Di bawah rengkuhan tubuh eksotis Merapi
terbentanglah lembah, jurang, hijau tanaman sayur dari sawah dan ladang, yang
menebar sepanjang liuk tubuhnya serta gemercik air kali sepanjang tahun dari
tubuh raksasa biru itu, yang kadang diam ternyenyak dalam tidurnya dan kadang
pula meradangkan amarahnya. Namun di bawah misteri seribu bahasa itu, tetap
saja beberapa insan mencoba menoreh peluh dan asa, untuk menitipkan sebilah
hidupnya. Bila telah terlelap dalam tidurnya, angin sore yang menyisir
punggungnya mampu membawa kedamaian hidup dan kesejukan bagi daun daun sayuran
yang telah menggulung lantaran terkaman sinar matahari satu hari penuh.

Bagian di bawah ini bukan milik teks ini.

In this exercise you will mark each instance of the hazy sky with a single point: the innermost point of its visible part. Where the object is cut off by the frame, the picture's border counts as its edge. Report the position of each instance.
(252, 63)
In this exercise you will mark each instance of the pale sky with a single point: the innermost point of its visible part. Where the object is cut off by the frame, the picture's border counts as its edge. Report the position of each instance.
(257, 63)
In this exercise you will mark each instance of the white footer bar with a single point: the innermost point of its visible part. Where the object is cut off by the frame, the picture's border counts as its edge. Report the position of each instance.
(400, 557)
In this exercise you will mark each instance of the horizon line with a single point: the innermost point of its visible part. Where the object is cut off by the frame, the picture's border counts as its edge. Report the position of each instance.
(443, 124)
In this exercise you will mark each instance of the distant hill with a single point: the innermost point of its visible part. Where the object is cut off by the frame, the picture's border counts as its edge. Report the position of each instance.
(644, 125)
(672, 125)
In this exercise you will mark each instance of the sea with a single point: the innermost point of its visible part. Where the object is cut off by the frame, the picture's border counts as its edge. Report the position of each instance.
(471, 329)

Namun bila wajah Merapi telah mengisyaratkan
suatu duka nestapa, mereka yang bergayut di punggunya ikut serta larut jua dalam
tetesan air mata, lantaran meratapi membaranya rona amarah dari wajah Merapi
yang tertutup dengan debu dan asap asap yang menjulurkan tangan tangan raksasa
penebar maut, yang sama sekali telah buta matanya untuk memburu siapa saja yang
diterpanya. Tangan tangan raksasa yang meradangkan pilu itu, telah mampu
menghanyutkan suatu kehidupan yang telah direnda oleh insan yang yang selama
ini telah mengakrabinya. Namu itulah ego Sang Merapi yang telah menyelinap
dengan kuat di kalbu mereka yang berladang di punggungnya, tanpa rasa benci
sedikitpun, tanpa mencibirkan bibir mereka dan tanpa sorot mata dendam kesumat
pada raksasa biru yang tiada pernah meninggalkan kecantikanya itu.

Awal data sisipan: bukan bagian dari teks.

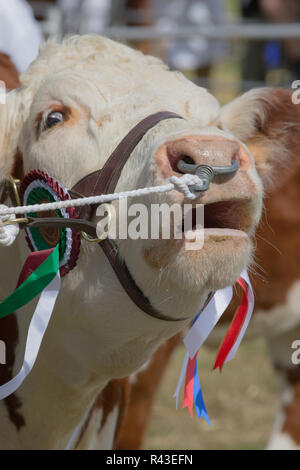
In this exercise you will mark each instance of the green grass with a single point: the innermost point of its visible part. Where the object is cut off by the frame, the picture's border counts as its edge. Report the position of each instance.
(241, 402)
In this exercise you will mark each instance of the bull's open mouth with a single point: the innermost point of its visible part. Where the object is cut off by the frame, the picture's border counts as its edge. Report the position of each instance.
(224, 218)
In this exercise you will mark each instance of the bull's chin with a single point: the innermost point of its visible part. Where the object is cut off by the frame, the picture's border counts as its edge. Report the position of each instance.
(217, 263)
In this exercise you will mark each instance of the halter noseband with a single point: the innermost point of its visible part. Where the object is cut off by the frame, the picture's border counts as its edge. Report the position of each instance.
(104, 181)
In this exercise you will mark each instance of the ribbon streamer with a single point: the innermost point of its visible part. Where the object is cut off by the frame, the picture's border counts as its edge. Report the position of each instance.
(200, 330)
(39, 278)
(239, 324)
(49, 269)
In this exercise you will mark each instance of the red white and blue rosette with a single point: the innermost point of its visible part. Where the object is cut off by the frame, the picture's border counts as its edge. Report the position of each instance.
(38, 188)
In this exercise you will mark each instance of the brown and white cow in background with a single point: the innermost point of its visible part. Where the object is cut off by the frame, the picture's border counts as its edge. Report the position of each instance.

Demikian juga Hananto, petani desa yang mencoba
menebarkan benih sayuran di petak ladangnya agar tetap mampu menggegam separo
nafasnya. Agar tetap mampu juga menggapai cita citanya setinggi puncak Merapi
yang tiap pagi dan sore selalu dipandangnya, sambil sesekali mengusap peluhnya
yang tiada henti membasahi wajahnya, sederas sebuah cita citanya yang terus
saja memenuhi nadi darahnya dan berputar memenuhi seluruh sendi tubuhnya,
hingga mampu menyimpan cita citanya itu di sudut jantungnya, yang terus
berdegup bersama dengan suka dan duka sebuah kehidupan petani ladang.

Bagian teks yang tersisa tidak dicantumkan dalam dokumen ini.